Last post we talked about what Service Design is. Emerging, user-centred, multi-disciplinary, multi-platform. It lives within ecosystems and strives for successful experiences. It’s pretty hard to pin down, but it’s increasingly important. So why does service design matter to businesses and brands now more than ever? Here’s four reasons:
1. Digitally-enabled services are becoming ubiquitous
We’ve all heard of the Internet of Things, or Ubiquitous Computing right? Both terms refer to the explosion of connectivity in our everyday devices. Everything we own is getting networked, from your TV to your car to your bathroom scale. All that connectivity is cool, but it’s just the hardware — those digital features manifest as services, which require user interfaces and design.
2. Services and products need to exist in ecosystems, and designed and thought in terms of a holistic brand experience
Cool, so we just design those services like we’ve always done for sites and apps, right? The tricky thing about products and services these days compared to the websites we built in 2000 is that they need to exist not as isolated experiences, but as part of a much larger digital ecosystem. An airliner’s kiosk system needs to interact seamlessly with its mobile app, and an in-store digital retail experience should work seamlessly with the iPad shopping app. They are all touchpoints in an overall customer experience of the brand.
3. Well designed services are marketing differentiators, a reason people will buy your product
Nike+ is a reason to buy Nike running shoes. Wiithings is a reason to buy their bathroom scale. Twelpforce may or may not be a reason to frequent Best Buy. Digital services are increasingly being added onto the products we used, not as an afterthought or nice to have, but as a core part of the product proposition. They are a reason you’d buy product x over product y, and for that reason their design becomes business critical.

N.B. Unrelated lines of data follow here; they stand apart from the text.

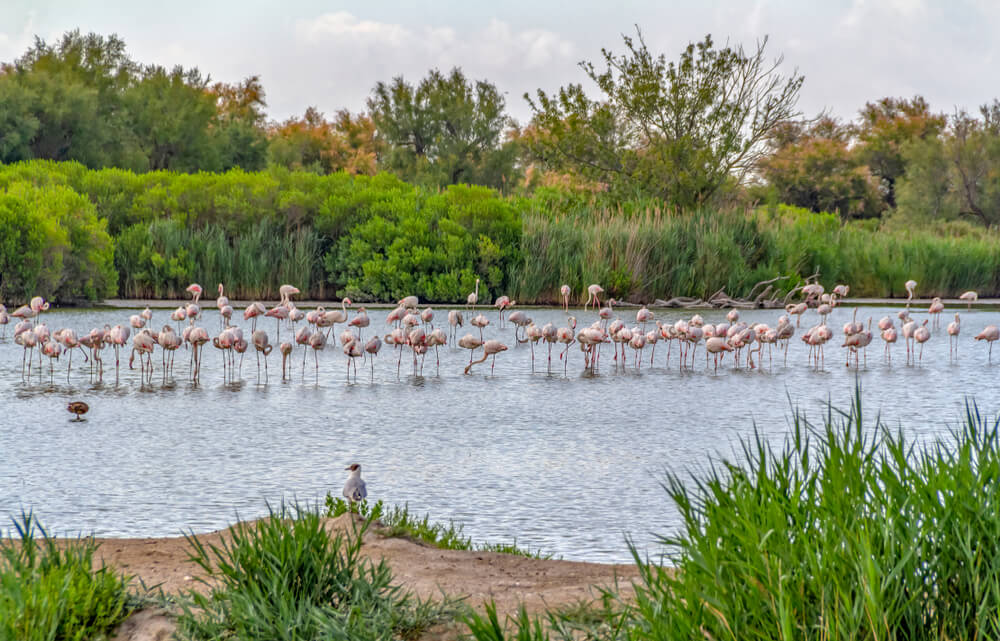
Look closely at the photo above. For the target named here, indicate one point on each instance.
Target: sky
(330, 54)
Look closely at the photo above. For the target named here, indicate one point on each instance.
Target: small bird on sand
(79, 408)
(354, 489)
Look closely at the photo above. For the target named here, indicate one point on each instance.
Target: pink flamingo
(455, 321)
(317, 341)
(372, 348)
(352, 349)
(935, 310)
(490, 348)
(470, 343)
(361, 321)
(990, 334)
(263, 346)
(921, 335)
(286, 350)
(503, 303)
(592, 295)
(473, 298)
(278, 313)
(954, 328)
(143, 343)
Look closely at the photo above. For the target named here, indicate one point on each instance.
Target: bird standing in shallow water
(79, 408)
(354, 490)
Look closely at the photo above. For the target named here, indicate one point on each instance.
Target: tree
(75, 88)
(814, 166)
(447, 130)
(884, 128)
(678, 131)
(170, 114)
(238, 131)
(956, 174)
(315, 144)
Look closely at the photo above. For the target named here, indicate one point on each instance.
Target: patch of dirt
(428, 571)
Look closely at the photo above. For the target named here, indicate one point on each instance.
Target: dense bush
(69, 233)
(848, 530)
(50, 590)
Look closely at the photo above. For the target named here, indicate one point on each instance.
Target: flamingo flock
(412, 331)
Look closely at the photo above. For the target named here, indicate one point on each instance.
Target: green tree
(957, 174)
(814, 166)
(171, 112)
(884, 127)
(76, 88)
(238, 131)
(679, 131)
(446, 130)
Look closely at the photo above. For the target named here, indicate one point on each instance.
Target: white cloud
(358, 52)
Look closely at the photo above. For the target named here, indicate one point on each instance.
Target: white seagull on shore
(354, 489)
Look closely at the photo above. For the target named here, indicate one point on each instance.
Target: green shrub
(285, 577)
(49, 590)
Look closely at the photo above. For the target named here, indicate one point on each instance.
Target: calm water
(568, 464)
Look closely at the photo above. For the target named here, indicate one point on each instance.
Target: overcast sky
(330, 54)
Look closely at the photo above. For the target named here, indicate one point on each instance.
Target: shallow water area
(565, 463)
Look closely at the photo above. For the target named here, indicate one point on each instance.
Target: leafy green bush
(286, 577)
(847, 531)
(50, 591)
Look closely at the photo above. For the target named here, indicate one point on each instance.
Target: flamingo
(317, 341)
(935, 310)
(921, 335)
(278, 313)
(715, 346)
(143, 343)
(990, 334)
(372, 347)
(470, 343)
(286, 351)
(473, 298)
(503, 303)
(262, 345)
(970, 297)
(361, 321)
(592, 294)
(352, 349)
(889, 337)
(954, 328)
(490, 348)
(567, 336)
(455, 320)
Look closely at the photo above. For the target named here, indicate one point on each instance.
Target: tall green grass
(49, 590)
(285, 577)
(847, 530)
(398, 522)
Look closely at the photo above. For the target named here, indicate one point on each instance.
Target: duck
(79, 408)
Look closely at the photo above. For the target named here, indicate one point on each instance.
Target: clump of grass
(50, 591)
(846, 530)
(286, 577)
(398, 522)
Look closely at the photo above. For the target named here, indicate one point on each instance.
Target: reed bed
(846, 530)
(73, 234)
(49, 590)
(285, 577)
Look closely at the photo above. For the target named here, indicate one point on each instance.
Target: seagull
(354, 489)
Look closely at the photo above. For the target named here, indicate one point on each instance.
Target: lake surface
(568, 464)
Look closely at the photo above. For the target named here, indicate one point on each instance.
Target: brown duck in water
(79, 408)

4. Poorly designed services can destroy customer satisfaction and recommendation
When a service is core to your product experience, and you get it wrong, the results are ugly. Ford plunged from 5th to 23rd in the 2011 JD Power & Associates satisfaction survey, with the primary culprit being identified the MyFord Touch in-car telematics system. Ford aren’t just selling a car, they are selling a driving experience. And the service that lived at the heart of that experience wasn’t good enough, resulting in a vocally disgruntled customer base. The service layer has become as important as the product itself.
Summary = Products companies are becoming service companies, and ultimately experience companies
All of which brings us to the last point. There tended to be a quite clear division for many companies between product companies (like Fiat or Samsung) and service companies (like say Geek Squad). Except now your Fiat comes with EcoDrive, and your Samsung TV comes with an appstore. These companies that are traditionally products companies are now becoming service companies, which requires a different mindset and approach, and different skillsets for success. If you get it right, it can be a major market differentiator. And as you can see in the case of Ford, if you get it wrong, it has very big consequences. The ubiquitous computing era is here, it’s up to us to design services and experiences to make the most of it.